Columbia Climate School faculty lecturer and COP28 attendee Andrew Kruczkiewicz expands on this point, saying even the definition of success at COP is relative: “Any progress towards a key goal, such as phasing out of fossil fuels, can be seen through a variety of lenses,” he says. “Perceptions of success or failure are based on a variety of factors including speed of achieving the goal; the degree to which the steps outlined are binding or not binding; and the extent to which the most vulnerable populations will receive increased benefit.”
Even Columbia’s presence at the conference was “multifaceted,” according to Climate School Dean Jeff Shaman, with “faculty, researchers, students and alumni representatives from the Climate School, the School of International and Public Affairs, the Business School, Arts and Sciences, Lamont, the Mailman School of Public Health, to name a few.” But size can confer enormous advantages: “COP is huge, but there really is opportunity at the event to meet across sectors—to bring academics and students together with governmental officials, activists, business and philanthropists,” Shaman says. “This convergence of people from so many sectors is a real opportunity.”
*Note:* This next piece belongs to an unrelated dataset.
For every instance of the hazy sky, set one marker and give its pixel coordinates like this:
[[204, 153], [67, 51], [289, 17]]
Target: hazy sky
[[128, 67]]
Gender equity was another COP28 theme, with Melissa Lott, Climate School’s professor of professional practice noting “the importance of centering gender equity” in the energy transition at an event co-hosted by Columbia University. Lott was joined by Columbia’s new president, Minouche Shafik, and Columbia Climate School adjunct senior research scholar Catherine McKenna, who said of the event on X, “Frank discussion about challenges faced by women working on climate to be seen & heard [including] at #COP28. But huge opportunity to tackle climate with women at the forefront! Women are leading the new climate revolution!”
President Shafik added to that sentiment, saying that she “enjoyed hearing from all the extraordinary women how injecting more female voices at this time of enormous urgency can make progress on climate change happen even faster.”
With COP28 in the rearview mirror, it’s still challenging to assess to what extent the pledges, commitments and actions are sincere or not, says Kruczkiewicz. “That said, the fact that the specific phrasing of ‘transitioning away from fossil fuels’ is included, is a step in the right direction,” he says.
Dean Shaman agrees. “The consensus agreement to ‘transition away’ from fossil fuels is noteworthy. Specifically for COP, I’m hoping to develop opportunities for Climate School students to engage in the negotiation process at future meetings. There is so much work to be done, but I remain optimistic it can be done.”